Deployment

Document Processing is delivered as a Docker image. This page covers the prerequisites, an evaluation quick-start, production deployment patterns, and reference benchmarks.

System requirements

Hardware

NVIDIA GPU with a CUDA 12.6-compatible driver. The service has been benchmarked on an RTX 4080 Super (16 GB VRAM); smaller GPUs will work but require lower WORKERS counts.
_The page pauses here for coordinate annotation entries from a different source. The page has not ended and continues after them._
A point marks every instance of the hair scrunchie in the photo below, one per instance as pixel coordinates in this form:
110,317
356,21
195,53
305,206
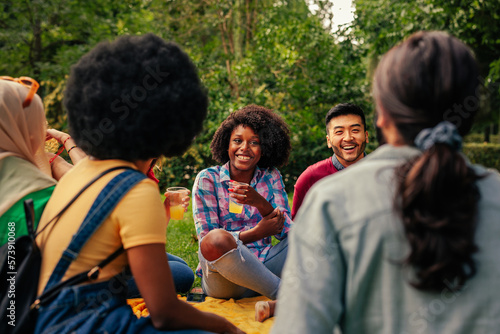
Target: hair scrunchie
443,133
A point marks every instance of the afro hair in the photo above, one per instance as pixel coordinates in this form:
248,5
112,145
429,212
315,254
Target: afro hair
136,98
273,132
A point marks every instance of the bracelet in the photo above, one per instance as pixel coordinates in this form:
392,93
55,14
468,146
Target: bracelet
72,147
64,142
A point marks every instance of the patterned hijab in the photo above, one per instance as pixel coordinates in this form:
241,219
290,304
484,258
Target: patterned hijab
22,134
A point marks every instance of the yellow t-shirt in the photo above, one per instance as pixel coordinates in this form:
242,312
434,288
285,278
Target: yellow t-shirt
138,219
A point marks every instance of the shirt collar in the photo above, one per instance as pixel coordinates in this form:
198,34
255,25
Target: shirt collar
337,164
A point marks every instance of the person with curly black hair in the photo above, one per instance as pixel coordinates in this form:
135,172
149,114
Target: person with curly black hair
237,258
405,240
129,101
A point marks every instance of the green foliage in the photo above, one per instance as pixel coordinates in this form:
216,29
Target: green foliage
487,155
267,52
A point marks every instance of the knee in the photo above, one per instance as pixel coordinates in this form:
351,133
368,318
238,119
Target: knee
217,243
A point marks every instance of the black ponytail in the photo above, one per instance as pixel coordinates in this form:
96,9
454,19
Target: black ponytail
437,199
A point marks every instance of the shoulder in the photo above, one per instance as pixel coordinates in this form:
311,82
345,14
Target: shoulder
489,183
271,173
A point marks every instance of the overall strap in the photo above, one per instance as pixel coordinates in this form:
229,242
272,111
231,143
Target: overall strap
100,210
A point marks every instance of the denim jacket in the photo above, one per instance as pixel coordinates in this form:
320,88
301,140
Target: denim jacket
345,249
See Sizing and benchmarks for the reference configuration.
Shared memory of at least 2 GB (--shm-size=2g).
CPU and RAM scale with the number of workers. The reference benchmark used a 12-core CPU and 32 GB of RAM; adjust for your archive size and target throughput.

Software

Docker with the NVIDIA Container Toolkit installed and configured.
A PostgreSQL instance (if using the db target), or an S3 bucket (if using the s3 source/target).

Network

Document Processing does not require outbound internet access at runtime. All models are bundled into the image; processing happens entirely inside the customer's network. Outbound access to S3 is only needed if S3 is configured as the source or target.

Quick start (evaluation)

The simplest way to validate the deployment is to run the image you received against a local folder of sample documents and write results to a local CSV file. No database or object storage is required for this first run.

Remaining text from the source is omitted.